А что бы они сделали с ней самой? В лучшем случае отправили бы в Гатчину и держали взаперти, как она сейчас держит Павла, но она это делает ему на пользу, чтобы его глупость оставалась в пределах гатчинского уезда…
А в худшем случае… В худшем случае произойти могло что угодно… Примеры тому описаны у Тацита, да и в российской истории.
Это теперь все произошедшее, действительно, кажется нелепостью… А тогда положение было катастрофическим… И спас не кто иной, как Бакунин… Впрочем, спас не Бакунин… Бакунин только предал своего хозяина, которого он, как водится между хозяином и слугой, ненавидел лютой ненавистью… И ненависть эта порождалась не напыщенной глупостью, как у Фонвизина, а глубокой, настоящей ненавистью, коварной и беспощадной ненавистью к немецким выскочкам, со времен Петра Великого пролезшим везде и всюду…
Спас не Бакунин, спасла Перекусихина, верный, старый пес с беззубой пастью, готовый даже без зубов уцепиться во всякого, кто приблизится к хозяину… Перекусихина привела того, непонятно откуда взявшегося, поручика… По фамилии Соколович… Когда ситуация уже стала безвыходной, он взялся в одиночку решить все дело. Она не поверила, но другого выхода просто не было… Он совершил невозможное… Решительный и сильный человек, человек такой же силы, как и она сама… Только еще сильнее… Она это поняла…
Он потребовал, чтобы она заплатила ему миллион рублей… И она заплатила эти деньги… Еще не известно, что опаснее – воспользоваться его услугой или не заплатить договоренную сумму. Когда она в подвале у Шешковского увидела подполковников, которые обещались заговорщикам привести к Зимнему дворцу свои полки и которым Соколович, как цыплятам, свернул шеи она содрогнулась от ужаса – она поняла, что он, Соколович, способен свернуть шею и ей самой – не выполни она свое обещание заплатить, или если он, Соколович, по любой другой причине, или любой другой необходимости, вдруг возникшей, решит это сделать.

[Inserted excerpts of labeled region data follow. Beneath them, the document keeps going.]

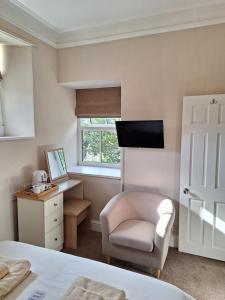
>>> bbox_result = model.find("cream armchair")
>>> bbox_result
[100,191,175,278]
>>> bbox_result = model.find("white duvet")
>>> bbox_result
[0,241,193,300]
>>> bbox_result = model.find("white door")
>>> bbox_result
[179,95,225,261]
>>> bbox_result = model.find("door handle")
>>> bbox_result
[183,188,190,195]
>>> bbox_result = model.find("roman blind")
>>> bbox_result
[75,87,121,118]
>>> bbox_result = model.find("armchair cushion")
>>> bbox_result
[109,220,156,252]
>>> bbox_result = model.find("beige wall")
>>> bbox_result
[58,24,225,230]
[0,20,76,240]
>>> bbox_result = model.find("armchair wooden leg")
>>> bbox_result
[154,269,161,279]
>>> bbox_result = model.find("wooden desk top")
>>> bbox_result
[17,179,82,201]
[63,199,91,217]
[38,179,82,201]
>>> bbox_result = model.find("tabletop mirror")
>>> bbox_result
[46,148,69,182]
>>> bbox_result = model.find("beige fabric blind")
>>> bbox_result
[75,87,121,117]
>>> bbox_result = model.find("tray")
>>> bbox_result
[16,184,58,200]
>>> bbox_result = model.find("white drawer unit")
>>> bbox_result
[17,193,64,250]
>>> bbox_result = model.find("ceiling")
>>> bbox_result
[0,0,225,48]
[8,0,221,32]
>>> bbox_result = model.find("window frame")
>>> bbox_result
[77,117,122,169]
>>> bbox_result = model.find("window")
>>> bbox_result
[78,118,120,167]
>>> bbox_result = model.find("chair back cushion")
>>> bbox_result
[121,191,174,225]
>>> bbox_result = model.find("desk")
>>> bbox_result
[17,179,87,250]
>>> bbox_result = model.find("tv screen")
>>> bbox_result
[116,120,164,148]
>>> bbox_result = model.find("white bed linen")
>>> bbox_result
[0,241,193,300]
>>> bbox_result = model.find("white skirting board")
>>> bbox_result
[91,220,178,248]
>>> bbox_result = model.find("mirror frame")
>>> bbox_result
[45,148,69,183]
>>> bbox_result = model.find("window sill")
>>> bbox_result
[68,166,121,179]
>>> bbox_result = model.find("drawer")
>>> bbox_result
[45,223,63,250]
[45,205,63,234]
[45,194,63,216]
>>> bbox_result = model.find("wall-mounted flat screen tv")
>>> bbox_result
[116,120,164,148]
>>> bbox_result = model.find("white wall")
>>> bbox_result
[0,19,76,240]
[0,46,35,137]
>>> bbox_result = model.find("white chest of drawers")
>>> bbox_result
[17,193,64,250]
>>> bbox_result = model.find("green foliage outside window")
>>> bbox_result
[81,118,120,164]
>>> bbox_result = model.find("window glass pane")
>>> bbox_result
[102,131,120,164]
[81,130,101,163]
[80,118,91,126]
[91,118,107,125]
[106,118,120,125]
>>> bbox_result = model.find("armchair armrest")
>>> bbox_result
[100,192,134,240]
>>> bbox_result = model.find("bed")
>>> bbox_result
[0,241,193,300]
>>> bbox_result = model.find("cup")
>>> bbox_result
[32,184,41,194]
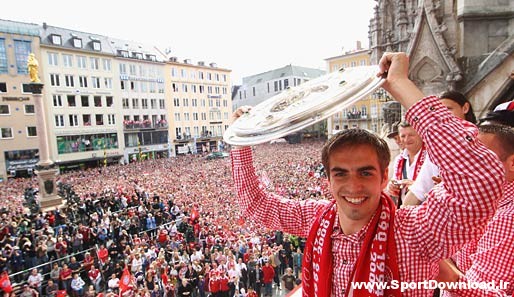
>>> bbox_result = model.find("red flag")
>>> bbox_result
[120,265,132,293]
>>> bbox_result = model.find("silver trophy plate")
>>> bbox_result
[223,65,383,145]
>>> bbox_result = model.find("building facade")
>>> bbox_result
[232,65,326,110]
[325,42,400,137]
[0,20,41,181]
[40,24,123,170]
[108,38,167,162]
[369,0,514,116]
[165,57,232,155]
[0,20,232,180]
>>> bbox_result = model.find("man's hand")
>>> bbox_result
[435,259,463,287]
[230,105,252,125]
[377,53,424,109]
[230,105,252,150]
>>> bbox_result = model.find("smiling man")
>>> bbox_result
[231,53,503,296]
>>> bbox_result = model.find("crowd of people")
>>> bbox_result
[0,140,326,297]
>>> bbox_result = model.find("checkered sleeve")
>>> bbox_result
[230,147,327,237]
[404,96,504,263]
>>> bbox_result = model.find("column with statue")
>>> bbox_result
[27,53,62,211]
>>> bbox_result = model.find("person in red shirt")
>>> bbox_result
[262,261,275,296]
[208,262,220,297]
[231,53,505,297]
[59,263,73,294]
[218,271,230,297]
[87,264,102,292]
[98,244,109,265]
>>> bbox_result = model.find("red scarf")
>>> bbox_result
[395,145,427,180]
[302,194,401,297]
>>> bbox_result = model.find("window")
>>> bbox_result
[66,95,77,107]
[50,34,62,45]
[72,38,82,48]
[25,104,36,114]
[0,128,13,139]
[0,104,11,115]
[77,56,87,69]
[89,58,100,70]
[50,74,61,87]
[93,41,102,52]
[14,40,32,74]
[27,126,37,137]
[102,59,111,71]
[0,38,9,73]
[62,54,73,68]
[91,76,100,89]
[82,114,91,126]
[120,64,127,74]
[107,114,116,126]
[79,75,87,88]
[64,74,75,87]
[48,53,59,66]
[104,77,112,89]
[80,96,89,107]
[54,114,64,127]
[52,95,62,107]
[95,114,104,126]
[69,114,79,127]
[93,96,102,107]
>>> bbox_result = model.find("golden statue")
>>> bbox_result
[27,53,41,83]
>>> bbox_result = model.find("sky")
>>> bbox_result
[0,0,376,85]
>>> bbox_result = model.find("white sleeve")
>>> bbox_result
[409,154,439,201]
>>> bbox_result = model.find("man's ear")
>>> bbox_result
[504,154,514,181]
[380,166,389,190]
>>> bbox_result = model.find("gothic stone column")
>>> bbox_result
[30,82,62,211]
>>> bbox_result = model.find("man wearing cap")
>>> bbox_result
[438,101,514,296]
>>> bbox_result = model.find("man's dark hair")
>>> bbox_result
[478,124,514,161]
[398,122,411,128]
[439,91,477,124]
[321,128,391,179]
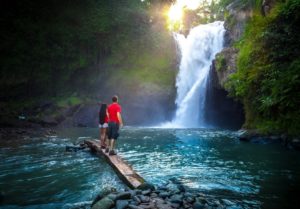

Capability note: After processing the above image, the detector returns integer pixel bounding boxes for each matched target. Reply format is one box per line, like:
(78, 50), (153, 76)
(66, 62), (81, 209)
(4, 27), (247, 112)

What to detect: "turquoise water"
(0, 127), (300, 208)
(119, 128), (300, 208)
(0, 129), (124, 208)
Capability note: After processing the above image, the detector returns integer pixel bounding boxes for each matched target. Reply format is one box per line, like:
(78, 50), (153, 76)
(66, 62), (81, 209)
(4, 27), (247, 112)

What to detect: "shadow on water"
(119, 128), (300, 208)
(0, 129), (125, 208)
(0, 127), (300, 208)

Только два раза в жизни она содрогалась от ужаса, теряя контроль над собой. Один раз – когда увидела убитого Петра Ульриха. Тогда просто потому, что она сделала это впервые, первый раз убила того, кто мешал ей, сам того не понимая, занять трон. Окажись Петр Ульрих хоть чуточку умнее, ему бы бежать в свой Гольштейн, оставив не только негра, скрипку и рябую дуру Воронцову, но и верхнюю одежду за неимением времени накинуть на плечи свой дурацкий прусский мундир.
Без содрогания она убила несчастного узника, Ивана VI, которого так и не осмелилась убить императрица Елизавета. И глупую княжну Тараканову, и злодея Пугачева. И, не вздрогнув, убила бы, если бы это понадобилось, и обласканного, но так и не приученного есть с хозяйской руки Румянцева, не забывавшего, что он сын Петра I. И всю до единого человека семейку Разумовских, то и дело поглядывающих на трон. И даже своего сына Павла – всех, кто, не чувствуя опасности, мог приблизиться к ее трону. И даже добряка Храповицкого, если бы ему, хотя бы по неосторожности, пришла в голову мысль о троне, мать его ведь тоже была незаконнорожденной дочерью Петра I…
Но она содрогнулась, когда Соколович убил тех пятерых подполковников, согласившихся помочь Панину возвести на престол Павла в день его совершеннолетия…
Содрогнулась, потому что поняла истинную силу этого человека. Поняла, что он, Соколович, равен ей самой. И Фридриху. А из живущих в это время никого равного им и нет. Дальше уже идут и Петр Великий, и императрицы Елизавета и Анна Иоанновна, и царевна Софья, и Людовик XIV, и Елизавета Английская… И те, о ком писали Тацит и Плутарх.